A Poem About Why I Love Artists

I fall for her understanding,
the reality of her real,
her effortless authenticity, 
her disregard for compromise,
the way she makes me truly feel…

…naive, as if this reprieve were mutual.
Cause when the track stops,
and the stage is struck,
and the house lights and music team up to together make their nightly eviction,

She is still ideal,
but I am estranged.

It’s so bad and sad that this singer’s songs seduce.
But it sure is good to dive into being alive,
and let my preoccupied mind dissolve in its surrender to her movement.

‘Cause even if the energy and chemistry both have to leave me,
the journey she gave to we was still genuine.

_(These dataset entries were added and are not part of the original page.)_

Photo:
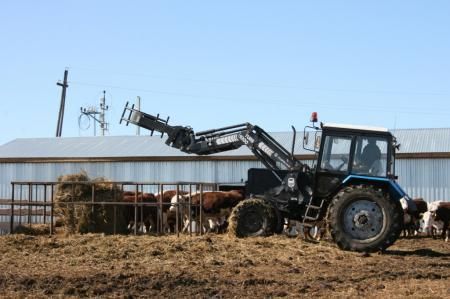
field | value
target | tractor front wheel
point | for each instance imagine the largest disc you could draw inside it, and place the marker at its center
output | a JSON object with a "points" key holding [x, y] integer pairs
{"points": [[252, 217], [363, 219]]}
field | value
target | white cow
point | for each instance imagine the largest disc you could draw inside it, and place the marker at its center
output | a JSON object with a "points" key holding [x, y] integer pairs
{"points": [[429, 225]]}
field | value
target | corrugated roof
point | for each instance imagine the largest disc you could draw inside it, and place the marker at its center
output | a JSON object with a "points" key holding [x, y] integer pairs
{"points": [[412, 141], [423, 140]]}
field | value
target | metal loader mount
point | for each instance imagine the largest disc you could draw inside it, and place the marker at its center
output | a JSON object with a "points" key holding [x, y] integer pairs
{"points": [[351, 185]]}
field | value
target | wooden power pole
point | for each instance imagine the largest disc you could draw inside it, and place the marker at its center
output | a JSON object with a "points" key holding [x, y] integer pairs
{"points": [[64, 86]]}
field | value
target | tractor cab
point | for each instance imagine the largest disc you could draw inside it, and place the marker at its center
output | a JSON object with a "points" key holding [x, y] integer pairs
{"points": [[348, 150]]}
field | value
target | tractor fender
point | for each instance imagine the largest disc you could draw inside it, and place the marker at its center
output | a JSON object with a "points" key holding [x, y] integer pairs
{"points": [[395, 191]]}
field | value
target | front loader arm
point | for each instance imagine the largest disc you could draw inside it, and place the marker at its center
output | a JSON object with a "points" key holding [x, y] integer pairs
{"points": [[272, 154]]}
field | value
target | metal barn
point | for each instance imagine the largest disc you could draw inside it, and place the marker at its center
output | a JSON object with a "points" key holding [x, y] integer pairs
{"points": [[423, 161]]}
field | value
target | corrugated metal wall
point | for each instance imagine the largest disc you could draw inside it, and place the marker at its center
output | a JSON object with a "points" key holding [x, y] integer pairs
{"points": [[427, 178]]}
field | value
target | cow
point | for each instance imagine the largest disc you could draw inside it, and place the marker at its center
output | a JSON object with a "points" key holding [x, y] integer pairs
{"points": [[441, 212], [168, 208], [216, 208], [145, 219], [429, 225], [411, 219]]}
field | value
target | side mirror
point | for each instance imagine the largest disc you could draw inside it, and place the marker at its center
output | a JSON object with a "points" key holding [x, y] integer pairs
{"points": [[306, 138]]}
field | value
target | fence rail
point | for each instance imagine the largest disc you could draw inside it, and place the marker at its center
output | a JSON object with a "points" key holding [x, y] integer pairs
{"points": [[34, 202]]}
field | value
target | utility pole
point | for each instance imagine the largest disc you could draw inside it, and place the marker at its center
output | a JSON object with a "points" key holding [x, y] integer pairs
{"points": [[103, 108], [91, 112], [138, 104], [64, 86]]}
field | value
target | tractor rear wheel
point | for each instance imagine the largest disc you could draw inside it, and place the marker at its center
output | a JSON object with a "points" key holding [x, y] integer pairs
{"points": [[363, 219], [252, 217]]}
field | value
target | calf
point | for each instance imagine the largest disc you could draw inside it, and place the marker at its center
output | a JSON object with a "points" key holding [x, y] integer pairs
{"points": [[442, 213], [146, 215], [429, 225], [411, 220], [168, 199], [216, 208]]}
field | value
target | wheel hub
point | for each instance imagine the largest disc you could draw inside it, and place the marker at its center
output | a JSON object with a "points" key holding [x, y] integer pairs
{"points": [[252, 222], [363, 219]]}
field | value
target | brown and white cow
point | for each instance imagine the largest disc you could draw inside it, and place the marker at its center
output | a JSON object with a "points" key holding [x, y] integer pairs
{"points": [[441, 212], [145, 214], [411, 220], [216, 208]]}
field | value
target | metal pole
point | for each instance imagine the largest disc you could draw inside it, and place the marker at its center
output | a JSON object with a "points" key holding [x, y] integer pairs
{"points": [[30, 197], [11, 225], [64, 86], [177, 212], [138, 105], [51, 212], [135, 210], [190, 208], [45, 204], [161, 215], [20, 207], [201, 209]]}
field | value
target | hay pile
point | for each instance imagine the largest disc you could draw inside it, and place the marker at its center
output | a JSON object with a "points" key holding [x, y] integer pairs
{"points": [[80, 218], [33, 229]]}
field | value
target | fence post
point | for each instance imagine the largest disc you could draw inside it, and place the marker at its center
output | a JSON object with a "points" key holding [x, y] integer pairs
{"points": [[11, 225], [135, 210], [51, 210], [201, 209]]}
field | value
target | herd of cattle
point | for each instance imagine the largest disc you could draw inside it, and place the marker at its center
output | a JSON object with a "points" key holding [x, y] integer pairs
{"points": [[180, 212], [431, 219]]}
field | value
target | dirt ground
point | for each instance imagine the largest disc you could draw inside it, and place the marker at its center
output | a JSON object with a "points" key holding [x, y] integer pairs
{"points": [[217, 266]]}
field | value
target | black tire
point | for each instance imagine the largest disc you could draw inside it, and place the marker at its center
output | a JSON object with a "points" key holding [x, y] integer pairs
{"points": [[363, 219], [252, 217]]}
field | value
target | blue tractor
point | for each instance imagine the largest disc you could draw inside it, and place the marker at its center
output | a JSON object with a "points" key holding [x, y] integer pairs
{"points": [[351, 186]]}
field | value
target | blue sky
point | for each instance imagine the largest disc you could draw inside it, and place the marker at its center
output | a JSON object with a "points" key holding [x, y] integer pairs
{"points": [[215, 63]]}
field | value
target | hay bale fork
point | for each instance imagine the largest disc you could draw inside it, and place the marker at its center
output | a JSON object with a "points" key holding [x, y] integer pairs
{"points": [[361, 204]]}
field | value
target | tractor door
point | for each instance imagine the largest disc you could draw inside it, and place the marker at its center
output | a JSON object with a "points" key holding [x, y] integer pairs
{"points": [[333, 164]]}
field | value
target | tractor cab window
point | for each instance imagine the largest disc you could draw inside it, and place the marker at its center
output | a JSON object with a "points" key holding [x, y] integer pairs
{"points": [[336, 153], [370, 156]]}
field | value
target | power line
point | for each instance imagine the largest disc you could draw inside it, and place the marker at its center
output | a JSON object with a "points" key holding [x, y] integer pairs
{"points": [[278, 102], [282, 86]]}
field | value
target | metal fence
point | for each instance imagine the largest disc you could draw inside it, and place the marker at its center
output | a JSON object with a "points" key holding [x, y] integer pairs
{"points": [[34, 203]]}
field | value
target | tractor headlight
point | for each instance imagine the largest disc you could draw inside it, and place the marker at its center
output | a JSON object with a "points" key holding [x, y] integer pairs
{"points": [[291, 183]]}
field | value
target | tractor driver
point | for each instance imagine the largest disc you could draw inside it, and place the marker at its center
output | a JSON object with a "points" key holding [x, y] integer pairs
{"points": [[370, 157]]}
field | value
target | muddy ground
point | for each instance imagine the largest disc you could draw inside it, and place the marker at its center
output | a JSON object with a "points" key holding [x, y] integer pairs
{"points": [[215, 266]]}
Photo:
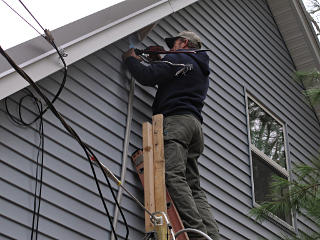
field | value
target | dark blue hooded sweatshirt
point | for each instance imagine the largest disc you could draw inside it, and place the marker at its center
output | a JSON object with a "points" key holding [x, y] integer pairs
{"points": [[176, 94]]}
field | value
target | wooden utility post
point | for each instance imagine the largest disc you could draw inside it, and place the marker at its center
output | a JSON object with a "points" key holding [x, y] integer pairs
{"points": [[148, 173], [154, 173]]}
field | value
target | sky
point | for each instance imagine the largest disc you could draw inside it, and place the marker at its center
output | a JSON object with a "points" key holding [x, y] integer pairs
{"points": [[50, 14]]}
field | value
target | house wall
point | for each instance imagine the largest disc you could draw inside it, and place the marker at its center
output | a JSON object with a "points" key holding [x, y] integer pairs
{"points": [[248, 53]]}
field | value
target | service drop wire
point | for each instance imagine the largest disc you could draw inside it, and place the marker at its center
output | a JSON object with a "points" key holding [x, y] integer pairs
{"points": [[85, 147], [49, 104]]}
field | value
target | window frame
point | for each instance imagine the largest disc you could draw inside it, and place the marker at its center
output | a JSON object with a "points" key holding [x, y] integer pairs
{"points": [[284, 171]]}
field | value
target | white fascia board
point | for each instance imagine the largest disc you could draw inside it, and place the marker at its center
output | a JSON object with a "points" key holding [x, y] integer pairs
{"points": [[48, 63], [306, 24]]}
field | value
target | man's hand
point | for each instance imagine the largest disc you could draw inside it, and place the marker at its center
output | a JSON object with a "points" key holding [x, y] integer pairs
{"points": [[130, 53]]}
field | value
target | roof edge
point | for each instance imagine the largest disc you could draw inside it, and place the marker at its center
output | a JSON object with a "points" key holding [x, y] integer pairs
{"points": [[48, 62]]}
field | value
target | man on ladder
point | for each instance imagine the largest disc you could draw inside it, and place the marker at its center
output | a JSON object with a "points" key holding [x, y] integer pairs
{"points": [[183, 81]]}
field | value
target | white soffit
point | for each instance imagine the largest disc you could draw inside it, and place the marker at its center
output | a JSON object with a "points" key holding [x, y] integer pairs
{"points": [[43, 61], [297, 32]]}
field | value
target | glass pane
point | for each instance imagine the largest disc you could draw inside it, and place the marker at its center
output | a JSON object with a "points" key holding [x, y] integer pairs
{"points": [[262, 177], [266, 133]]}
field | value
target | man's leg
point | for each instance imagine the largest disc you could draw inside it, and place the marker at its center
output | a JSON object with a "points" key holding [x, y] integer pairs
{"points": [[177, 135], [193, 178]]}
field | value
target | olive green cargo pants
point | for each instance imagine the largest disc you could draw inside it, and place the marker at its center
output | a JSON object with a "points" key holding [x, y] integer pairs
{"points": [[183, 144]]}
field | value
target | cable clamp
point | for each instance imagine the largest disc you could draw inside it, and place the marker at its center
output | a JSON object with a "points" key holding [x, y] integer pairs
{"points": [[63, 53]]}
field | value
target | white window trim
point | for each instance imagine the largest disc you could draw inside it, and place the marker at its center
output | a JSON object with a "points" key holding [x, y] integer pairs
{"points": [[268, 160]]}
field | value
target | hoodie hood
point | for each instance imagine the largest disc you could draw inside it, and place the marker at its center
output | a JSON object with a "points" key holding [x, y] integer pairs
{"points": [[202, 59]]}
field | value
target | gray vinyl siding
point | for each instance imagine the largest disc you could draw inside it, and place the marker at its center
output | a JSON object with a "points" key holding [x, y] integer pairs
{"points": [[248, 53]]}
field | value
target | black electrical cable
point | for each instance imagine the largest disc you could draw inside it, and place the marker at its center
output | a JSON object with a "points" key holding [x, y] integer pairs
{"points": [[49, 104], [21, 122], [85, 147], [36, 211]]}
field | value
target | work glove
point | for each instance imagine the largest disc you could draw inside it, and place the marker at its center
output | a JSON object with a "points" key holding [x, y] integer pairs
{"points": [[130, 53]]}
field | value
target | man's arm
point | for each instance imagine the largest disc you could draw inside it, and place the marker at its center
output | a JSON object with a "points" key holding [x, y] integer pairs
{"points": [[147, 75]]}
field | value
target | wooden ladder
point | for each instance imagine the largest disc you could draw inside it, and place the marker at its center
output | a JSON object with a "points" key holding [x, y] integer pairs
{"points": [[150, 166]]}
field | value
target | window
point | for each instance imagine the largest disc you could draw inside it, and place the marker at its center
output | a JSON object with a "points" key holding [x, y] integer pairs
{"points": [[268, 152]]}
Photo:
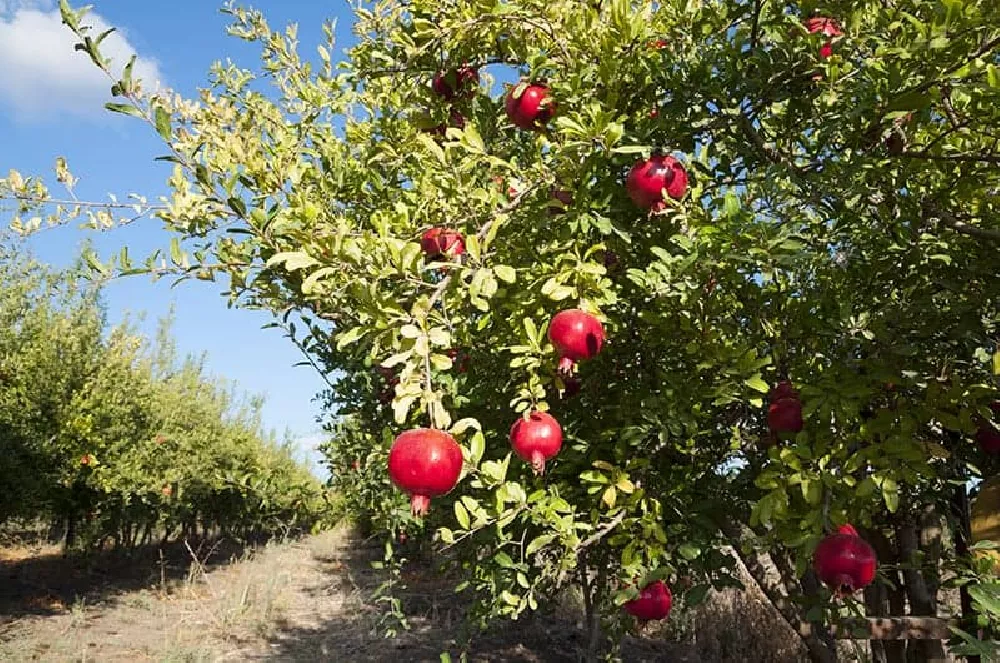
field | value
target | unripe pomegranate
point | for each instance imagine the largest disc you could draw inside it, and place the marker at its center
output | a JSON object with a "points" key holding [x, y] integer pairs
{"points": [[784, 414], [844, 561], [828, 27], [533, 108], [647, 180], [425, 463], [653, 602], [458, 82], [536, 439], [988, 435], [439, 243], [576, 335]]}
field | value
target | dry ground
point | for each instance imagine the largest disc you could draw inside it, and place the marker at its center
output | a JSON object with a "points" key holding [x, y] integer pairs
{"points": [[304, 601]]}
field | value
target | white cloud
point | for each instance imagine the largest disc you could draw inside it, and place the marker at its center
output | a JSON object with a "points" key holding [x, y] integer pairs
{"points": [[41, 75]]}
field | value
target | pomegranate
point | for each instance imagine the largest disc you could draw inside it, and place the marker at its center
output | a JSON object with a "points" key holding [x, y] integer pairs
{"points": [[536, 439], [425, 463], [653, 602], [647, 180], [532, 108], [458, 82], [988, 435], [459, 358], [784, 415], [828, 27], [576, 335], [845, 561], [438, 243]]}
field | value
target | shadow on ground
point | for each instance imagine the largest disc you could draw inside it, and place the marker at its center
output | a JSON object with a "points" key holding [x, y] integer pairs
{"points": [[47, 584], [436, 620]]}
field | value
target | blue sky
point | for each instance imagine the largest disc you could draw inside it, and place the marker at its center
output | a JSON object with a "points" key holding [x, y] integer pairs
{"points": [[51, 104]]}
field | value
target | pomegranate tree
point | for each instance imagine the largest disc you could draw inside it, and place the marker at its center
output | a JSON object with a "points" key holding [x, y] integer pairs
{"points": [[576, 335], [461, 82], [828, 27], [530, 106], [536, 439], [425, 463], [654, 602], [844, 561], [988, 432], [649, 179], [784, 414]]}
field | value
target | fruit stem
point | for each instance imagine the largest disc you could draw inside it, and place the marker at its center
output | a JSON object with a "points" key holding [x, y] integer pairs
{"points": [[419, 505]]}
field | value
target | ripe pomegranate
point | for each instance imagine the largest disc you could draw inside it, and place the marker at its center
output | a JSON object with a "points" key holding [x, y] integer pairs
{"points": [[988, 434], [647, 180], [533, 108], [460, 359], [577, 335], [458, 82], [828, 27], [536, 439], [845, 561], [438, 243], [653, 602], [784, 415], [425, 463]]}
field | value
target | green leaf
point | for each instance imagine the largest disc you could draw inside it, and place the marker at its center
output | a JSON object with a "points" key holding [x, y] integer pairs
{"points": [[538, 543], [812, 491], [162, 121], [890, 493], [293, 260], [689, 551]]}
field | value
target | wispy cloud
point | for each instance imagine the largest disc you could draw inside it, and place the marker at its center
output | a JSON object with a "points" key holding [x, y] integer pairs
{"points": [[42, 76]]}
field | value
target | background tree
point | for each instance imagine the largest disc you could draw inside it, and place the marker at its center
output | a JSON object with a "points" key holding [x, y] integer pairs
{"points": [[838, 230]]}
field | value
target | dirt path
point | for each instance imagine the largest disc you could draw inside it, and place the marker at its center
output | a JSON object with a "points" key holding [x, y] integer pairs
{"points": [[301, 601]]}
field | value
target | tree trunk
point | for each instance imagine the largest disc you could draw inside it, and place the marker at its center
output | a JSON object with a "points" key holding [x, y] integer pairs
{"points": [[821, 646], [886, 601]]}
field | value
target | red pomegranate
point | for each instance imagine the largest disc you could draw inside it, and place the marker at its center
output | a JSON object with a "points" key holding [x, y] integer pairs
{"points": [[988, 434], [425, 463], [438, 243], [784, 414], [828, 27], [845, 561], [577, 335], [653, 602], [458, 82], [536, 439], [647, 180], [533, 108]]}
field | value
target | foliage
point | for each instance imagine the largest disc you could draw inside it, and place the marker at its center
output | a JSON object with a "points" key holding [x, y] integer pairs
{"points": [[111, 436], [840, 231]]}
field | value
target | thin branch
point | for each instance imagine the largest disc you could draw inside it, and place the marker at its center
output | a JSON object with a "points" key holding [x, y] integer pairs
{"points": [[932, 210]]}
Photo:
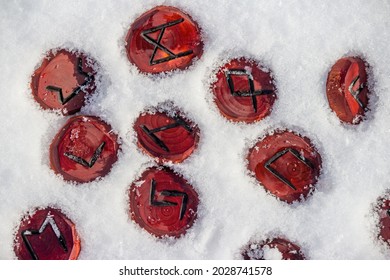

And then again, in the end,
is there anything that isn’t fleeting,
that isn’t constantly peacing?

No…

No, her performance isn’t evenly slightly cruel.
Its nature is shared with soul.

It’s a lesson for us that are willing to learn,
that for there to be beauty, that beauty must eventually burn.
Better that than rust.

But I trust that her cooperation in our congregation was more than just vocation.
I have to believe that, because when I try to decipher these artist’s motivations,
I picture myself writing creations.

And I’m not trying to arrogantly compare her talent to me.
All I’m saying is that I realize that there’s a process in getting from A to B.
I used to think that this routine diluted art’s authenticity,
that if you massaged and manicured your performance, 
contemplated its quality, you removed its spontaneity, 
and thus its claim to being more than just a shadow cast through some cave’s window pane.

But I don’t think that anymore.
It’s egotistical and infantile,
to assume that for one to be “in the moment”
you have to be both witty and impulsive, 
is imbecile.

Instead, I think it takes faith on both sides,
faith that this crowd really is magic,
faith that her words really do describe our lives.

But prior to that, there’s work to be done,
there’s hard effort to be made,
difficult personal and logistical battles to be won,
and sometimes that’s not so fun, but she does it anyway,
so don’t always be ready to run for the gun or the rum,
cause, whether you realize it or not, her dedication to you
is more like that of a nun than a bum.

And it’s not measured by her ability to remember a name or an age,
the game doesn’t scale that way from her side of the stage.
Twenty cities, thirty days; just enough time to do her thing,
get paid, and hopefully laid.

But what I’m referring to isn’t perversion, it’s intimacy; 
where longevity is traded for intensity.
That fire that leaves you weak in the knees,
with no voice left, 
and barely your breath.

See, it be death to not give her one more ole.
Because what she does for us — what she does for me — is just as important as what the sun does day to day.
Yea, at the end of the show, we’ve both got it pretty made.